For isotonic solution,

osmotic pressure of urea = osmotic pressure of nonvolatile solute

${{10} \over {60 \times 1000}}$ = ${5 \over {m \times 100}}$

$\Rightarrow$ m = 300 g mol–1
3

### AIPMT 2006

1.00 g of a non-electrolyte solute (molar mass 250 g mol$-$1) was dissolved in 51.2 g of benzene.

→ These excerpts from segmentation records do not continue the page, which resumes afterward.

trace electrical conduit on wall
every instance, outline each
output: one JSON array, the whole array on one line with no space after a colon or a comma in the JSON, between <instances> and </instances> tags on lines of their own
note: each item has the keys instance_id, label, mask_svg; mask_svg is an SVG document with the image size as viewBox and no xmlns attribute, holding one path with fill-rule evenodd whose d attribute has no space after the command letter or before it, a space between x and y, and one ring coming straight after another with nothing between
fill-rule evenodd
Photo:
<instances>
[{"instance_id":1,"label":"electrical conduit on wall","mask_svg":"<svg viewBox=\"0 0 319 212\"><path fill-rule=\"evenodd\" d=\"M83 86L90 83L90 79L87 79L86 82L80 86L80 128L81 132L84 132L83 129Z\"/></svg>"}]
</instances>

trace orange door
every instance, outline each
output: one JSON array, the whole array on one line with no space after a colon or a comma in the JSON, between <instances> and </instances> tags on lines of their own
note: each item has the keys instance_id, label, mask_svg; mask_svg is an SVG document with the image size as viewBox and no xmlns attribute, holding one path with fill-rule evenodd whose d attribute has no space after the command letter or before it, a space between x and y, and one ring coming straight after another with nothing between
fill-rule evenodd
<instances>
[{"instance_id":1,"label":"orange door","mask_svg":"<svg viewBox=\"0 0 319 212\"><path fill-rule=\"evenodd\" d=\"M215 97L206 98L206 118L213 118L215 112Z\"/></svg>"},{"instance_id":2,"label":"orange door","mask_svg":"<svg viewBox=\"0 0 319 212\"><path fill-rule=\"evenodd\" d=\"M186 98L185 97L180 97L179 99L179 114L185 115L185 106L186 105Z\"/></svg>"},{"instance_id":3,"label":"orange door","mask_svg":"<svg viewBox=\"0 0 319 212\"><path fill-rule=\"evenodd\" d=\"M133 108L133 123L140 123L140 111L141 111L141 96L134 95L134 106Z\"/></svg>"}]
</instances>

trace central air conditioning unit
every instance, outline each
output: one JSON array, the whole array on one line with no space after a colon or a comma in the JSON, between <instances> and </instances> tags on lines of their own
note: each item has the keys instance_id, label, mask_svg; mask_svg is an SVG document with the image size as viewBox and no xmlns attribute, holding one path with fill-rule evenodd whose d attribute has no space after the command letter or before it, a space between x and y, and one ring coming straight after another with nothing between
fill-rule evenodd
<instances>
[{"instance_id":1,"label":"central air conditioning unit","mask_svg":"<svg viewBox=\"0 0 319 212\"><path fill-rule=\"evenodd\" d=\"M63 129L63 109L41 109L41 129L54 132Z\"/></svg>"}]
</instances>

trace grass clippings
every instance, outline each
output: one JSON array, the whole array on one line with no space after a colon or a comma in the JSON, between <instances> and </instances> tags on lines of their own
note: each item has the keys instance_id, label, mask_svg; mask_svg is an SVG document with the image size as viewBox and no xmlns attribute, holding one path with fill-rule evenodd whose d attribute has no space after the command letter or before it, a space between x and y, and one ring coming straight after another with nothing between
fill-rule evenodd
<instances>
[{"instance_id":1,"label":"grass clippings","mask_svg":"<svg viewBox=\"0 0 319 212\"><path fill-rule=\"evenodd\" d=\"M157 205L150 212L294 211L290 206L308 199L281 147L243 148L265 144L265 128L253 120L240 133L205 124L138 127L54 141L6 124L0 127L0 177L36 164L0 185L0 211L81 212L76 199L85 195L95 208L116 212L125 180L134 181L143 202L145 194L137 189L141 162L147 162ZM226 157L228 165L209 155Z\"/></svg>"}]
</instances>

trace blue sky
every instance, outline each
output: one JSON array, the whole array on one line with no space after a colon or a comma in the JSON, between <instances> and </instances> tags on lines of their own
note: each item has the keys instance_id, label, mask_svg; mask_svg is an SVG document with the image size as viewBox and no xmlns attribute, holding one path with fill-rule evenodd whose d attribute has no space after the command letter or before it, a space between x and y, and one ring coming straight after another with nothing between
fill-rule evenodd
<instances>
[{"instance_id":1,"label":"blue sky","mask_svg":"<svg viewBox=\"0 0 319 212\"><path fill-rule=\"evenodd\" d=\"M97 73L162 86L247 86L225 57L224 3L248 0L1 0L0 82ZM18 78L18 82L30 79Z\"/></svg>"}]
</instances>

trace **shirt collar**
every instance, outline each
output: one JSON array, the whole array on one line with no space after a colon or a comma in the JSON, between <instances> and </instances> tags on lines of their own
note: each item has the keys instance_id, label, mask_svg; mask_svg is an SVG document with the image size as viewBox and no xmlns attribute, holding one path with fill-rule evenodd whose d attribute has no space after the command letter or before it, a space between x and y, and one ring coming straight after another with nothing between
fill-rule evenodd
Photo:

If the freezing point depression constant, Kf of benzene is 5.12 K kg mol$-$1, the freezing point of benzene will be lowered by
A
0.2 K
B
0.4 K
C
0.3 K
D
0.5 K

## Explanation

Molality of non-electrolyte solute

= ${1 \over {250 \times 0.0512}}$ = 0.0781 m

$\Delta$Tf = kf m

= 5.12 × 0.0781 = 0.4 K
4

### AIPMT 2006

A solution of acetone in ethanol
A
obeys Raoult's law
B
shows a negative deviation from Raoult's law
C
shows a positive deviation from Raoult's law
D
behaves like a near ideal solution.

## Explanation

A solution of acetone in ethanol shows positive deviation from Raoult's law. It is because ethanol molecules are strongly hydrogen bonded. When acetone is added, these molecules break the hydrogen bonds and ethanol becomes more volatile. Therefore its vapour pressure is increased.